К тому же почти все рабочие были бенгальцами и говорили на бенгальском языке, который он знал плохо. Однако оскорбления в свой адрес он понимал, потому что ругательства вроде «сала» одинаковы на хинди и бенгали. Но хотя Хареш был вспыльчив, он предпочитал не обращать на это внимания.
Однако наступил день, когда ему надоело скрипеть зубами с досады и посылать за мастером из механического цеха, чтобы тот привел в порядок вышедшую из строя машину на месте или увез ее к себе. Он решил нанести визит в механический цех самолично. Это положило начало кампании, которую можно было бы назвать Битвой за линию Гудиера. Она развернулась сразу на нескольких фронтах против разнообразной оппозиции, в том числе чешской.
Механики были приятно удивлены, увидев Хареша. Обычно мастер посылал им клочки бумаги с просьбой о ремонте. А тут мастер, причем не простой, а поселившийся за белыми воротами на чешской территории, сам пришел, чтобы поболтать с ними как с равными и даже понюхать табак. Он запросто сидел на табурете, шутил, беседовал о делах и заглядывал во внутренности того или иного агрегата, не боясь испачкать руки. К тому же из уважения к их возрасту и квалификации он называл их «дада».

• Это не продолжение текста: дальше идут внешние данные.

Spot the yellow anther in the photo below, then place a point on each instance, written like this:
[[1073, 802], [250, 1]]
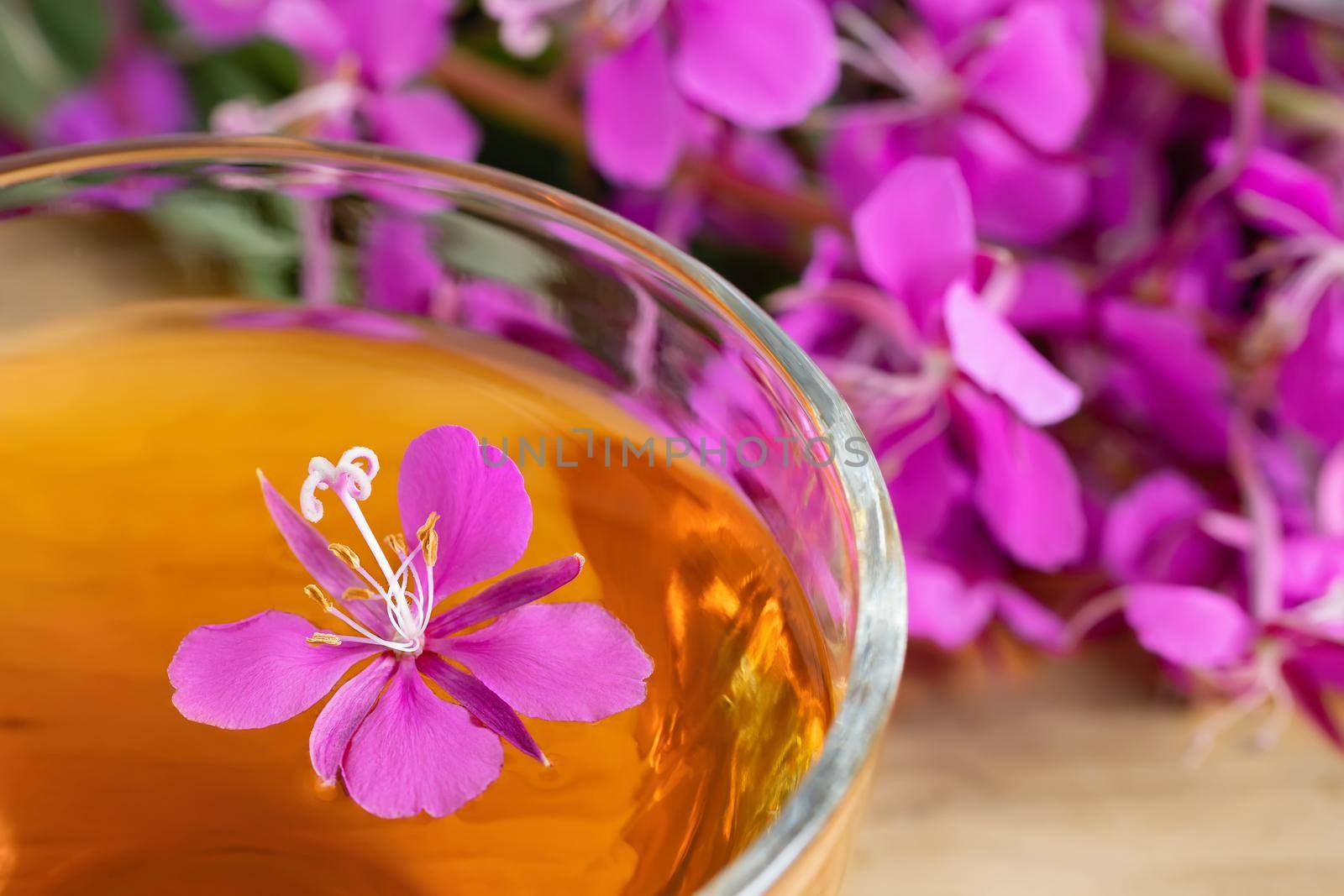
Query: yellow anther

Впервые они ощутили себя частью общего производственного процесса, а не малозначительным придатком на задворках «Праги». Большинство лучших механиков были мусульманами и говорили на урду, так что языковых проблем не возникало. Одет Хареш был с претензией и даже изменил фасон своего рабочего комбинезона, убрав рукава и воротник и обрезав брюки до колен. Это позволяло ему бороться с жарой, не подвергая опасности – в основном спереди – его кремовую шелковую рубашку. Конечно, в заводской обстановке это выглядело немного пижонски, но зато он говорил с рабочими без всякого превосходства, и это им нравилось. Они с увлечением объясняли ему устройство станков, и благодаря этому Хареш заинтересовался тем, как машины работают, как за ними ухаживать и как их можно усовершенствовать, чтобы повысить их производительность.
Механики со смехом растолковали ему, что рабочие на конвейере водят его за нос. В девяти случаях из десяти они врут, что станки не в порядке.

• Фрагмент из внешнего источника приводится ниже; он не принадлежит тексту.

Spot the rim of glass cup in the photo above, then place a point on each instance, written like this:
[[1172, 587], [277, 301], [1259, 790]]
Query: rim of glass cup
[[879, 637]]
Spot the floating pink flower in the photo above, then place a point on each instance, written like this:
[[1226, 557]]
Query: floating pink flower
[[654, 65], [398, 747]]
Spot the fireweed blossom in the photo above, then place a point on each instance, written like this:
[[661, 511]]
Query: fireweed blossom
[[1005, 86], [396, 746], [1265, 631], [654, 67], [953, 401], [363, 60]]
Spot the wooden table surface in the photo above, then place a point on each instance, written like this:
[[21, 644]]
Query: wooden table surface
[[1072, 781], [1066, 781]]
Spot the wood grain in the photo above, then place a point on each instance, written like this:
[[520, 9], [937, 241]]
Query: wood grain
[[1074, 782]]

Это не удивило Хареша, но он спросил, как ему бороться с этими простоями. Тогда механики, проникшиеся к нему дружескими чувствами, пообещали чинить его станки в первую очередь, если с ними действительно что-нибудь случится.

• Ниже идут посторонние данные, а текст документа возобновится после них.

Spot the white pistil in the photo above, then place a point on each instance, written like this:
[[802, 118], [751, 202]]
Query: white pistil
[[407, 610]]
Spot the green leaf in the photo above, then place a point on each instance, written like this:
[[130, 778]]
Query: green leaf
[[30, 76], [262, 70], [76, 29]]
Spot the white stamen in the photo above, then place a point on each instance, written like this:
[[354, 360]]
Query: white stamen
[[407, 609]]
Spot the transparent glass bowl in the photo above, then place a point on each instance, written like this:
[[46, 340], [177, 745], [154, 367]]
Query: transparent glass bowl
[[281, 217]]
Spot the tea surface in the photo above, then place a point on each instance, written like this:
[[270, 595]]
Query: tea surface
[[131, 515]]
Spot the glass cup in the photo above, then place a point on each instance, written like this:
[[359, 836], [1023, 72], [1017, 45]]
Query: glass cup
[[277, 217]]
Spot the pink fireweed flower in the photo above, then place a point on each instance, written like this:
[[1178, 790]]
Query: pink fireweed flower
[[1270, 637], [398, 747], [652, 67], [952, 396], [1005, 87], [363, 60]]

Когда меньшее количество машин стало нуждаться в ремонте, производительность возросла со 180 пар в день до 250, но это все-таки было гораздо меньше возможных 600 или хотя бы 400 пар, которые Хареш определил как реальную норму. Цифра 400 должна была поразить руководителей производства; Хареш же считал, что это вполне выполнимо и что именно он тот человек, который может этого добиться.
Рабочих, однако, даже цифра в 250 пар не устраивала, и они нашли новый способ саботажа. Им разрешалось покидать конвейер на пять минут по «зову природы», и они разработали специальный график, поочередно удаляясь друг за другом в туалет, так что конвейер порой простаивал по полчаса кряду. К этому времени Хареш уже определил зачинщиков саботажа – обычно это были рабочие, выполняющие наименее сложные операции. Он опять же не стал кипятиться, но ясно дал понять, что не потерпит этого, и так образовались два противодействующих лагеря, занявших выжидательную позицию. Спустя два месяца после того, как Хареш приступил к работе, производство упало до 160 пар, и он решил, что пора начинать наступление.
Однажды утром он созвал рабочих и изложил им на смеси хинди и зачаточного бенгали свои соображения, созревавшие в течение двух месяцев.
– Из теоретических соображений и наблюдая за станками, – заявил он, – я могу сказать, что мы способны производить не меньше четырехсот пар обуви в день. И я хочу добиться этого.